From 1836 to the end of the Civil War Whittier's life was divided between his travels in the cause of anti-slavery and life with his family in Amesbury. His weak constitution and his closeness to his family meant he frequently returned to Amesbury.Whittier became involved in his new town. In 1850 when a new Friends Meeting House was being built, Whittier was chairman of the committee in charge. He allowed a Quaker minister and two elders to draw up the plans, thus assuring it would remain simple. The building is still standing with very few changes in the 157 years since its completion. He also served as the corresponding secretary for the Amesbury and Salisbury Agricultural Society. He won prizes for his pears in the annual fairs and wrote “A Song of Harvest” and “Autumn Festival” for the Agricultural and Horticultural Exhibitions in 1858 and 1859.

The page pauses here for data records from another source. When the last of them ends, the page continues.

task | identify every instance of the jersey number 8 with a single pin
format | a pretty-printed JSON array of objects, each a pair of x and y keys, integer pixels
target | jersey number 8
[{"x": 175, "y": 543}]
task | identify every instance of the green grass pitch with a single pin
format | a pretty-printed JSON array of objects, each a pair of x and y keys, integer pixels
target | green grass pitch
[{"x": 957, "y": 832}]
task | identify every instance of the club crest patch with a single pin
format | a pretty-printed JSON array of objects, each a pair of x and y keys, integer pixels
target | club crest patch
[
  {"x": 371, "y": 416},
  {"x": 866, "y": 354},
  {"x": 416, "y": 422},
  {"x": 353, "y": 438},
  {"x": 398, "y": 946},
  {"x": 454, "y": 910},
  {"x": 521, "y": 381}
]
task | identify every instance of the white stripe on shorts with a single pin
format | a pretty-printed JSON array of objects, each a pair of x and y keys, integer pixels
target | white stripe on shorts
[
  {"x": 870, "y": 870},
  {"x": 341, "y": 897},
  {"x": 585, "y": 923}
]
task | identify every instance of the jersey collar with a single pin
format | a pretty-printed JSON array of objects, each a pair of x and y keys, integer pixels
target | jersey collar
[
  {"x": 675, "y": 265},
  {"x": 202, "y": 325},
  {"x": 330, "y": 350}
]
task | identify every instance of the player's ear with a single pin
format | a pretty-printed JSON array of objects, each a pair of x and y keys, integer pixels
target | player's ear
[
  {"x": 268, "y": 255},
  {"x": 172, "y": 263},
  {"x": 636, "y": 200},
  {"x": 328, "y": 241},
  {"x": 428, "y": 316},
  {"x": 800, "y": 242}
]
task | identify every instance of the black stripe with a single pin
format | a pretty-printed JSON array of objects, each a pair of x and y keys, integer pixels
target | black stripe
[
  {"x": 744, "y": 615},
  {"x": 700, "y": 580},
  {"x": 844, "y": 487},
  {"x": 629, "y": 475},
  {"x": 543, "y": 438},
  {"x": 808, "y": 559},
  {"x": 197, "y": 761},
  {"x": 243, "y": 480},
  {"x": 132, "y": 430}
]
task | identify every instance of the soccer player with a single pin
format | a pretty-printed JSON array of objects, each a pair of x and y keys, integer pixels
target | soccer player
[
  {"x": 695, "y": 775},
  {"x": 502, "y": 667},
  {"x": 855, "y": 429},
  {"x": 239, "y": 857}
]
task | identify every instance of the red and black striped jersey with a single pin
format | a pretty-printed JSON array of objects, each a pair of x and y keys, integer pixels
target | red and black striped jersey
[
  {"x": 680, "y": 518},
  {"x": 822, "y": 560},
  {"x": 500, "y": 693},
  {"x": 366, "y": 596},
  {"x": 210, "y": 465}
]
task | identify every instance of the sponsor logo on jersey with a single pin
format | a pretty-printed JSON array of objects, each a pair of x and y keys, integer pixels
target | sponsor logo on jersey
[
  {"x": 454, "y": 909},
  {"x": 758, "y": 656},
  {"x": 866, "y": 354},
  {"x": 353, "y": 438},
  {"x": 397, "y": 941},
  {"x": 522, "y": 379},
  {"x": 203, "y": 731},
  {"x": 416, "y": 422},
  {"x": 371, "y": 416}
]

The Amesbury Public Library was another of Whittier’s interests. He served on the Board of Trustees for the Amesbury and Salisbury Library Association at the establishment of the Amesbury Public Library which opened in June of 1856. Whittier remained a Trustee of the Library as long as he lived, for many years choosing and buying books for it, some of which he got through his publisher at a reduced price. Some of the books he presented to the library are still on its shelves. (Woodwell 258)
Of greater importance to his readers are the people and places of Amesbury that Whittier immortalized in his work. The most famous people included Thomas Macy, who was driven from his home for sheltering a Quaker (see Whittier as Quaker), Joshua Bartlett, one of the signers of the Declaration of Independence, Mabel Martin, whose mother was hanged as a witch, Valentine Bagley, who had constructed a well for the public, and William Lloyd Garrison, a Newburyport native, who conducted his Abolition activities of Amesbury. Although he was born in Haverhill and died while visiting friends in Hampton Falls, NH, Whittier was waked and buried in Amesbury.

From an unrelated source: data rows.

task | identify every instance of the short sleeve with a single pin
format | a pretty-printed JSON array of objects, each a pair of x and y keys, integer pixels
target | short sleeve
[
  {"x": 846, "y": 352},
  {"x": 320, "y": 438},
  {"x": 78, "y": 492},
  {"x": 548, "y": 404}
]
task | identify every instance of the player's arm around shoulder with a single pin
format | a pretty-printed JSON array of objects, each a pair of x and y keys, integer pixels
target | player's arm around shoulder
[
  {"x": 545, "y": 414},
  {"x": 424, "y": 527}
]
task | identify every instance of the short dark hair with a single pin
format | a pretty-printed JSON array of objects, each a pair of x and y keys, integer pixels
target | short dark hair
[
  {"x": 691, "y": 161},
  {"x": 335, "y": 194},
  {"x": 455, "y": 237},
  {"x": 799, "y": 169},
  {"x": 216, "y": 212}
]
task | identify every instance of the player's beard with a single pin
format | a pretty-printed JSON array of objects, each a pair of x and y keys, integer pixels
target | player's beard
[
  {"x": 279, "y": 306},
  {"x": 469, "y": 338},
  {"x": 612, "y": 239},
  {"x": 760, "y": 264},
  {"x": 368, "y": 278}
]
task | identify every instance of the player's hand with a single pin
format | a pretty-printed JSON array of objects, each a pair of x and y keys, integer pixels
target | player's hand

When Whittier died, Sept. 7, 1892, the demonstrations of public mourning made it impossible to have the simple funeral and burial he had requested. In Amesbury the flags were at half mast, public buildings were draped in black, and pictures of Whittier were in store and house windows surrounded by flowers. Whittier’s body was in an open casket in the parlor of his home, under his mother’s portrait. A mass of flowers reached to the ceiling. It is estimated that five thousand mourners, trooped through for a last look. (Woodwell 528)
About one thousand people crowded into the garden of Whittier’s home for the funeral service, which was a simple Quaker affair. Among the 8 speakers was Edmund C. Stedman, who said,
[Whittier] will be his own successor, and belongs to our time as well as to that earlier time to which he is linked by his work. We may say of him that the chariot swung low and he was translated, dividing the waters of truth, beauty, and religion with his mantle.”